#### Archive

Category Archives for "Machine Learning Methods"

## Difference in Difference Estimation [Notes]

Difference in Difference estimation is a linear regression methodology used to analyse the effect of some event in time (the treatment) by comparing results over time. The idea is to compare data before and after the treatment. If the treatment was effective then you will find material differences in the outcomes for the target variable, or Y.

Before and After. This is a basic comparison of means for the time periods before and after treatment. For this specification we assume the target (Y) in the post-treatment period is equal to the target (Y) in the pre-treatment period in the absence of treatment. Thus, any change is attributable to the treatment.

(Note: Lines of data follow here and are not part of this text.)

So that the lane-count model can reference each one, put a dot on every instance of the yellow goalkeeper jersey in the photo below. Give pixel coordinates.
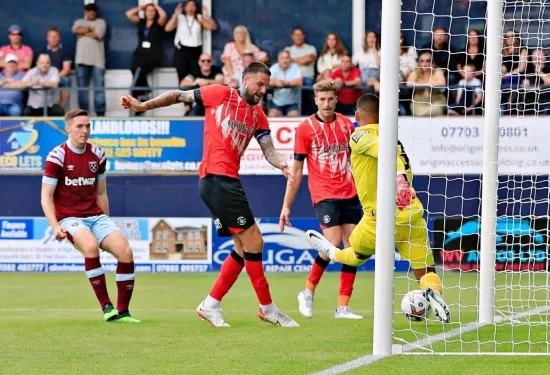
(364, 163)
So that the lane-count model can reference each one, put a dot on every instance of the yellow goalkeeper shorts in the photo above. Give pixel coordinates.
(411, 240)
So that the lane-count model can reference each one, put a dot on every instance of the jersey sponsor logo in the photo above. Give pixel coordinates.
(93, 166)
(357, 135)
(80, 181)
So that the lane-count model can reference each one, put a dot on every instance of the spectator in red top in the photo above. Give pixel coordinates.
(347, 77)
(23, 53)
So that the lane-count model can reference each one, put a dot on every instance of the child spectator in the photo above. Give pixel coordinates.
(11, 101)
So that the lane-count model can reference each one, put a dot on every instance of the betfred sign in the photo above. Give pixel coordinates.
(521, 244)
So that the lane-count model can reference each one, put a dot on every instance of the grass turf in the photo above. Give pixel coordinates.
(51, 324)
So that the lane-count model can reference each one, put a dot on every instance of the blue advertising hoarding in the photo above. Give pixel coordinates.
(161, 245)
(162, 146)
(288, 251)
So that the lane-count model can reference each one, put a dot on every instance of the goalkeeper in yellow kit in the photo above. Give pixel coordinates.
(411, 232)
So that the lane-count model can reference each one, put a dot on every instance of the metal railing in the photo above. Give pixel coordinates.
(405, 95)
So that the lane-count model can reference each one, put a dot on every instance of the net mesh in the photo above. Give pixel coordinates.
(442, 103)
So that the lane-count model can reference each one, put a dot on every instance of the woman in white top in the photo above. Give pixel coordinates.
(368, 59)
(331, 56)
(188, 40)
(233, 52)
(407, 59)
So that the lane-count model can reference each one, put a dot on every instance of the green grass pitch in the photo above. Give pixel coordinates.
(51, 324)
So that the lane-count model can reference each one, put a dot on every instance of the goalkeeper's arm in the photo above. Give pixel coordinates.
(365, 143)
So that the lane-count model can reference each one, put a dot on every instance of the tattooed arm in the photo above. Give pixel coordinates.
(163, 100)
(273, 156)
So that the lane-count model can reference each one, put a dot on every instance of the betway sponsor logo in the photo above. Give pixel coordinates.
(81, 181)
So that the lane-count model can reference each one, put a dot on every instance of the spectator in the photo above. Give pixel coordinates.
(470, 94)
(537, 76)
(407, 59)
(188, 40)
(331, 56)
(427, 99)
(232, 56)
(43, 77)
(514, 57)
(208, 75)
(61, 60)
(347, 77)
(368, 59)
(11, 101)
(537, 71)
(23, 53)
(474, 55)
(148, 53)
(237, 79)
(90, 58)
(303, 55)
(285, 77)
(442, 54)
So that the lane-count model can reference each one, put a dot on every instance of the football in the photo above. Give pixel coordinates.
(415, 306)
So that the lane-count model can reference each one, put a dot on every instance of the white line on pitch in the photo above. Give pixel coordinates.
(32, 309)
(420, 344)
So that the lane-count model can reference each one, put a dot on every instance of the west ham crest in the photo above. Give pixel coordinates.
(93, 166)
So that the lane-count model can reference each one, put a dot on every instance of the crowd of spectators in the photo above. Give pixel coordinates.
(436, 79)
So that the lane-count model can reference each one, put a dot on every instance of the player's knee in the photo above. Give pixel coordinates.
(125, 255)
(89, 249)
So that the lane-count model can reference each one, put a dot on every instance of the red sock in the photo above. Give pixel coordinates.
(125, 278)
(96, 275)
(255, 270)
(316, 273)
(231, 269)
(347, 278)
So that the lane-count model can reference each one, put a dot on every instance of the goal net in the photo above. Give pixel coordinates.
(443, 135)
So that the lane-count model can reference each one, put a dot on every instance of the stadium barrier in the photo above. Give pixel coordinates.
(163, 155)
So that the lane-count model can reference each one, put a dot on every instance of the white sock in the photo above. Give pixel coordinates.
(269, 309)
(211, 303)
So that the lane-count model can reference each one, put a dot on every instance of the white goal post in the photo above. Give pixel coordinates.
(504, 313)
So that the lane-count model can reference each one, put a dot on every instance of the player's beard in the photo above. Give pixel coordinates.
(247, 96)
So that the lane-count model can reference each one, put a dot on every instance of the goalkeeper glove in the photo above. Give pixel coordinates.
(405, 192)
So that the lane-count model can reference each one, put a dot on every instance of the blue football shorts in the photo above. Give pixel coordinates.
(100, 226)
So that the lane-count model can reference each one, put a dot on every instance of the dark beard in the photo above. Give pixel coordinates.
(249, 98)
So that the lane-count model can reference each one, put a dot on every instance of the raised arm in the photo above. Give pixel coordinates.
(164, 100)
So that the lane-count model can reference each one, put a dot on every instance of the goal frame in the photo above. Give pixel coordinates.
(385, 234)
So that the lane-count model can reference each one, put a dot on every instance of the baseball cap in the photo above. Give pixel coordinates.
(91, 6)
(14, 28)
(10, 58)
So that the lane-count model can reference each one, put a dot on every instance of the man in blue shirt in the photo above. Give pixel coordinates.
(11, 101)
(286, 77)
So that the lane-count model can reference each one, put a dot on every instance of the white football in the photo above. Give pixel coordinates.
(415, 306)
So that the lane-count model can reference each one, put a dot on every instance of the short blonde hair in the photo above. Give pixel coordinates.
(325, 86)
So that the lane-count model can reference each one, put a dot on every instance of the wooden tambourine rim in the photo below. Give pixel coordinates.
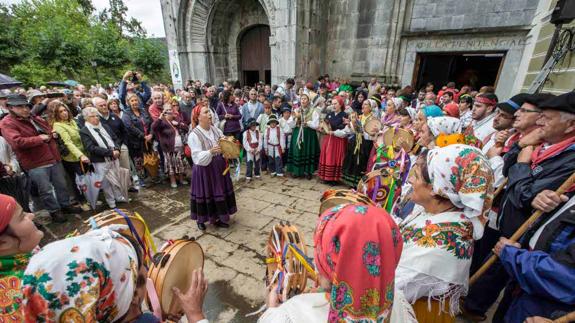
(230, 147)
(406, 137)
(157, 274)
(270, 268)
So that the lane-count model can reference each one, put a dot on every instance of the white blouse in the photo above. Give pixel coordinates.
(199, 156)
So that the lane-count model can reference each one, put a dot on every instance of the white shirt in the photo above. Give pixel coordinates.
(199, 156)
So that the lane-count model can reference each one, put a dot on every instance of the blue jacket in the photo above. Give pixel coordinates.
(543, 278)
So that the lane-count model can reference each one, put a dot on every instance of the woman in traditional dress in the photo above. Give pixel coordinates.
(357, 248)
(304, 148)
(99, 276)
(212, 197)
(453, 186)
(169, 131)
(359, 145)
(391, 118)
(333, 147)
(137, 122)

Difference in Difference estimation is the natural extension of the before and after analysis is to include a control group for comparison. The difference in difference specification allows us to do this. We can compare Y as we did for the before and after analysis. We can also compare Ys between treated and untreated groups. To complete a difference in difference specification we use two dummy variables that partition the sample into four groups. The first dummy variable, treatment, partitions the sample in two halves based on their treatment status. The second dummy variable, post, partitions the halves in quarters based on the time period. We then interact treatment and post (Post*Treatment); the coefficient on Post*Treatment estimates the statistical difference in Y.

​The Model:

Y = B0 + B1*Post + B2*Treatment + B3*Post*Treatment.

• Y, is the target variable we are interested in estimating.
• Post, is a binary dummy variable indicating whether an observation is in the post treatment period.
• Treatment, is a binary dummy variable indicating whether an received treatment or not.
• B3 is the estimator, the coefficient on Post*Treatment.